Tortellini with Chicken, Broccoli and Walnuts

Tortellini with Chicken, Broccoli and Walnuts

Asian cooking techniques meet European ingredients.  To avoid cross contamination, cut up all vegetables before dicing raw chicken.

  • 12 oz dried mushroom tortellini
  • ½ tsp salt
  • 1 tsp oil
  • ¾ cup raw walnut pieces
  • 1 tsp oil
  • 4 cups broccoli florettes
  • 1 ½ cup chicken broth
  • 1/2 cup chopped onion
  • 1 Roma tomato, washed, cored and diced
  • 2 tbsp butter
  • 1 pound boneless skinless chicken tenderloins or breast meat, diced
  • 4 tsp cornstarch
  • Freshly ground pepper
  • ½ cup crumbled feta cheese

Heat up a generous quantity of water to boil tortellini, add salt and oil.  When water reaches a rollicking boil, add tortellini and cook, stirring occasionally.  Cook for 10 minutes or until tortellini is al dente.  Drain and return to the pot.

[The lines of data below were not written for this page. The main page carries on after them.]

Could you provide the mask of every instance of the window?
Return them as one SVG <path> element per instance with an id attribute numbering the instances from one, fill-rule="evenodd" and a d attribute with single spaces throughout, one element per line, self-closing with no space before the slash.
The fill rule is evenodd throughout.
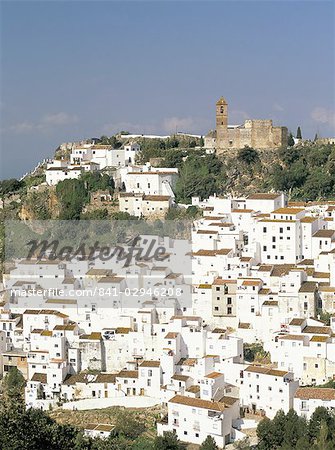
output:
<path id="1" fill-rule="evenodd" d="M 263 233 L 266 233 L 266 227 L 263 227 Z"/>

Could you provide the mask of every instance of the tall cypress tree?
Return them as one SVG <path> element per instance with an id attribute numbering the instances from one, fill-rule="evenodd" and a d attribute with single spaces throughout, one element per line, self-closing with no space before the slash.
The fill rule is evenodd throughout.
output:
<path id="1" fill-rule="evenodd" d="M 294 139 L 293 139 L 293 134 L 290 133 L 288 136 L 288 140 L 287 140 L 287 144 L 289 147 L 293 147 L 294 146 Z"/>
<path id="2" fill-rule="evenodd" d="M 302 134 L 301 134 L 301 128 L 298 127 L 297 129 L 297 139 L 302 139 Z"/>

While tortellini is cooking, prepare ingredients, washing and chopping vegetables and dicing chicken. Heat 1 tsp oil in a wok over medium high heat.  Add walnuts and stir them until lightly browned.  Scoop them out and drain them on a paper towel.  Wipe wok surface clean with a clean kitchen towel.

After tortellini has been drained, heat up the  wok over high heat.   Add broccoli and ½ cup broth, cover and steam for 2-3 minutes or until broccoli is tender crisp and broth evaporated.  Scoop out broccoli and add it to the pasta.  Heat 1 tbsp butter in the wok and add diced chicken, stir frying it until the chicken turns color and is firm – about 3 minutes.  Scoop out chicken and add it to the broccoli-pasta.  Add remaining butter and onions to wok.  Stir until onions are translucent.  Blend remaining 1 cup broth with cornstarch and add it to the pan.

When sauce is thick, add tortellini, broccoli, chicken and tomatoes.  Cook until tomatoes have been heated up.  Add freshly ground pepper to taste.  Scoop into shallow bowls and sprinkle cheese and walnuts on top.  Makes 6 servings.